Ma, come dicevo, isoliamo qui il senso politico che si può evincere dal piano annunciato. Come è noto, ben prima e oltre le promesse di Berlusconi, la drastica riduzione delle tasse quale molla dello sviluppo e della crescita è stata ed è il cavallo di battaglia delle destre conservatrici e liberiste. Si pensi al ciclo dischiuso negli anni ottanta da Reagan e Tatcher. Non è un mistero che, tra gli obiettivi di Renzi, figura quello di fare breccia in gruppi sociali tradizionalmente estranei o ostili alla sinistra e singolarmente reattivi – per interesse materiale e per cultura – verso il peso del fisco. Obiettivo apprezzabile quello di venire a capo di uno storico handicap della sinistra: la difficoltà a trascendere il carattere minoritario del suo storico insediamento sociale, specie nelle regioni più produttive del nord. Dove, da sempre, la sinistra incontra grandi resistenze. Di più: già prima, ma ancor più a cavallo del caso Grecia, i partiti socialisti europei scontano una vistosa crisi di protagonismo politico e di consenso elettorale. Merita riflettere su una curiosa ambivalenza: da un lato Renzi, di estrazione altra, poco dopo la sua ascesa alla segreteria, ha fortemente voluto e facilmente ottenuto (troppo: senza un adeguato confronto interno) l’adesione del PD alla famiglia socialista europea, impresa che non era riuscita ai suoi predecessori soggettivamente più orientati in tal senso; dall’altro egli, più di ogni altro partito fratello della famiglia socialista, ha marcato la propria peculiarità, attribuendo ad essa il largo consenso raccolto nella prova elettorale per il parlamento europeo.

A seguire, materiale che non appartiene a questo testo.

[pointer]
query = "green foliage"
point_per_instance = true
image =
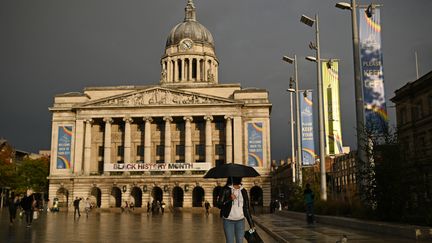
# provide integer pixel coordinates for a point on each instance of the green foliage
(28, 174)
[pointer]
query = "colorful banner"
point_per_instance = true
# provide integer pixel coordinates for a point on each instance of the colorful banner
(156, 166)
(255, 144)
(307, 137)
(64, 147)
(371, 58)
(332, 121)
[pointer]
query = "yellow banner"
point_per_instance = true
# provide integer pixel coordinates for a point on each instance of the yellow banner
(332, 121)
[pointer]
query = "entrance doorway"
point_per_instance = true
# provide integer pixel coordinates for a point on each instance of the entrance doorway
(63, 196)
(157, 194)
(136, 194)
(115, 200)
(216, 193)
(197, 196)
(256, 196)
(178, 197)
(95, 196)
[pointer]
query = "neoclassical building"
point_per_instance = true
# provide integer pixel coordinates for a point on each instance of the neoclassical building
(145, 143)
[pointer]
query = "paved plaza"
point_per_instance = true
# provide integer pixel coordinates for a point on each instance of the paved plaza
(177, 227)
(117, 227)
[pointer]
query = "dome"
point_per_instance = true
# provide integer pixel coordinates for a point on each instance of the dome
(190, 28)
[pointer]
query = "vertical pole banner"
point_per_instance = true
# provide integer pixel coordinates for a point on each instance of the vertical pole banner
(332, 120)
(64, 147)
(371, 59)
(255, 143)
(307, 137)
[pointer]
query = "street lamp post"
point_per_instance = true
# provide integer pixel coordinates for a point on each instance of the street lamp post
(310, 22)
(299, 173)
(361, 141)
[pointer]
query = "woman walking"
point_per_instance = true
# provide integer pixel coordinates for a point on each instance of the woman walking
(234, 204)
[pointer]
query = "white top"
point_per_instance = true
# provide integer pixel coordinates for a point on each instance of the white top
(237, 205)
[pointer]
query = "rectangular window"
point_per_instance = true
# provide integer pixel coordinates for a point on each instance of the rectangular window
(101, 151)
(140, 150)
(199, 126)
(120, 150)
(180, 150)
(220, 149)
(200, 149)
(180, 127)
(220, 126)
(160, 127)
(160, 150)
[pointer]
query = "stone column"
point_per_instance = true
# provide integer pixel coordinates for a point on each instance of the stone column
(168, 121)
(198, 79)
(87, 146)
(79, 145)
(238, 140)
(175, 78)
(209, 143)
(228, 139)
(188, 139)
(107, 140)
(147, 139)
(190, 68)
(127, 139)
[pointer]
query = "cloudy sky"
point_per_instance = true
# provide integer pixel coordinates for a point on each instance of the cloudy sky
(49, 47)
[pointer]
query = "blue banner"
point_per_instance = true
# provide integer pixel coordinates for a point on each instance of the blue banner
(64, 147)
(307, 137)
(371, 58)
(255, 144)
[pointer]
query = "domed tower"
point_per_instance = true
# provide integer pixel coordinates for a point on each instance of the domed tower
(189, 57)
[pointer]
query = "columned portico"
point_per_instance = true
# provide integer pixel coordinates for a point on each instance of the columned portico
(188, 139)
(87, 146)
(107, 140)
(147, 139)
(228, 139)
(167, 143)
(208, 134)
(127, 140)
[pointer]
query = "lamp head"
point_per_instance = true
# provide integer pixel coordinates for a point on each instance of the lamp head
(311, 58)
(288, 59)
(343, 5)
(369, 10)
(306, 20)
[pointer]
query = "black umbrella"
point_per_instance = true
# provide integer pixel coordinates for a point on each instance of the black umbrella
(231, 170)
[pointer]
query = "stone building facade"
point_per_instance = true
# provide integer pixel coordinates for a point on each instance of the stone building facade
(146, 143)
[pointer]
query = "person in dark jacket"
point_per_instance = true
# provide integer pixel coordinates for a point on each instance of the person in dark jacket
(13, 206)
(27, 203)
(233, 201)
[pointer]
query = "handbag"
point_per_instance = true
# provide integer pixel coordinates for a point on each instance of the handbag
(253, 237)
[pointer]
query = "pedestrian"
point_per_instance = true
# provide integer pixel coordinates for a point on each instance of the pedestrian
(27, 204)
(207, 207)
(163, 206)
(76, 206)
(309, 201)
(234, 204)
(87, 206)
(13, 206)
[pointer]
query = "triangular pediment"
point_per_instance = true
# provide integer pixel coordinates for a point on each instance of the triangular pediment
(158, 96)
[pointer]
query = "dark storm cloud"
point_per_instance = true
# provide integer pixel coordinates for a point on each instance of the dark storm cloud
(51, 47)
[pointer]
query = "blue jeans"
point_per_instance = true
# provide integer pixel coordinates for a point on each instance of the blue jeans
(234, 229)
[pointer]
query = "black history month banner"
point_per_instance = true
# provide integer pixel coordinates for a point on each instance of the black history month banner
(371, 58)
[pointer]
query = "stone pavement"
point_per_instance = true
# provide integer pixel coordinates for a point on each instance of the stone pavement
(117, 227)
(286, 229)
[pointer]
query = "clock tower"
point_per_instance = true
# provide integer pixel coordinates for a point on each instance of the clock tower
(189, 57)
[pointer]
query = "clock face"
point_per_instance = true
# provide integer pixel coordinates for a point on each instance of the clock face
(186, 44)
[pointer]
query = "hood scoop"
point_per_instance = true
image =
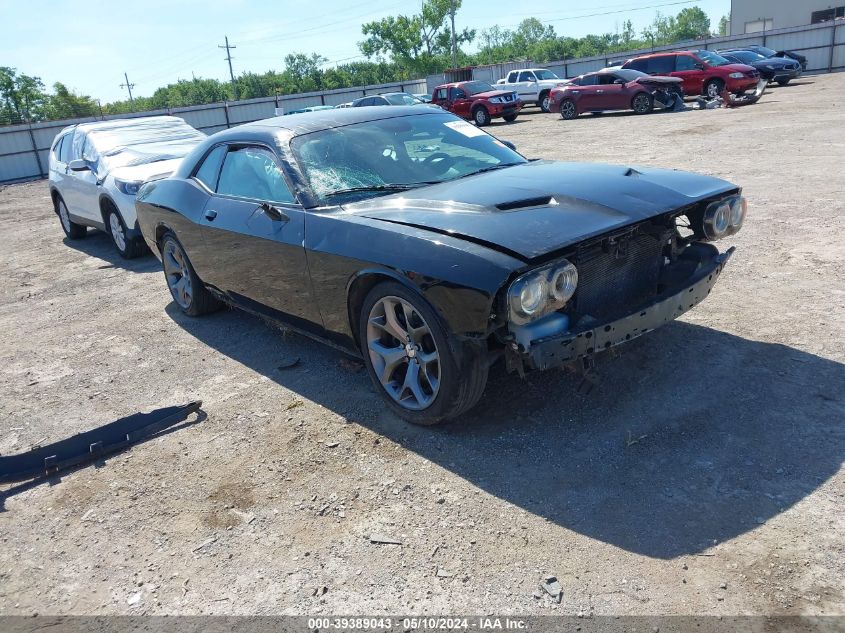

La battuta d’arresto, specie nelle regioni del nord e in quelle “rosse”, registrata nel più recente test amministrativo – per l’effetto combinato del mancato sfondamento nell’elettorato moderato e centrista e del riflusso di elettori della sinistra tradizionale nell’astensionismo – ha posto il PD renziano di fronte a un’alternativa secca: adoperarsi per recuperare un buon rapporto con gli elettori di sinistra (e con la minoranza interna al PD) ovvero procedere più risolutamente nella conquista dell’elettorato posizionato sul fianco destro del PD, profittando dello sbandamento e delle divisioni dei partiti di centrodestra.
La mossa renziana sul fisco si inscrive chiaramente nel quadro di questa seconda opzione. Ben più di altre scelte e di altre misure. Sino a ieri era una semplificazione e una forzatura rappresentare la politica di Renzi come subalterna culturalmente a una destra liberale. Egli ha fatto cose di destra, di centro e di sinistra, occupando per intero tutto il campo politico con il suo movimentismo corsaro, con qualche concessione anche al populismo, di nuovo profittando dell’afasia del centrodestra. Ma ora il segno politico del piano fiscale sembra sciogliere (definitivamente?) il dilemma o l’ambivalenza verso un PD di stampo liberal-riformista. Non è una bestemmia, semplicemente è un’altra cosa. Un partito dal profilo diverso da quello di centrosinistra, nel solco dell’Ulivo, inclusivo verso il centro ma anche alla sua sinistra, nel quadro di un bipolarismo maturo tra due poli entrambi con vocazione e cultura di governo. Del resto, che tale deriva centrista si stia sedimentando è testimoniato da vari indizi: penso al plauso di Confindustria o alla reazione, certo un po’ enfatica e propagandistica, di Alfano (“si completa così un programma di centrodestra”); penso al quadro della discontinuità nelle alleanze che si profilano nelle situazioni critiche della Sicilia, di Roma e forse di Milano. Ove sembra si consumi in via definitiva una rottura a sinistra e si realizzi l’inclusione organica dell’Ndc, sul modello del governo nazionale.
Un ulteriore indizio e, insieme, un vettore di tale dinamica si rinviene nell’Italicum. Il premio al partito anziché alla coalizione prefigura uno scenario nel quale a un PD centrista (più qualche cespuglio annesso), nel ballottaggio si opporrà un fronte populista, piuttosto che un centrodestra che si riorganizza. Non una buona cosa per la democrazia italiana e una seria insidia per il risultato, ove dovessero convergere forze (e voti) i più diversi nel segno del TCR = tutti contro Renzi.
Mi chiedo se l’Italicum non sia stato ritagliato, con una certa miopia, su misura di un PD quasi autosufficiente dopo la performance del 40 per cento. Con l’illusione di poter fare stabilmente affidamento su quella misura. Non sarebbe saggio mutare consiglio?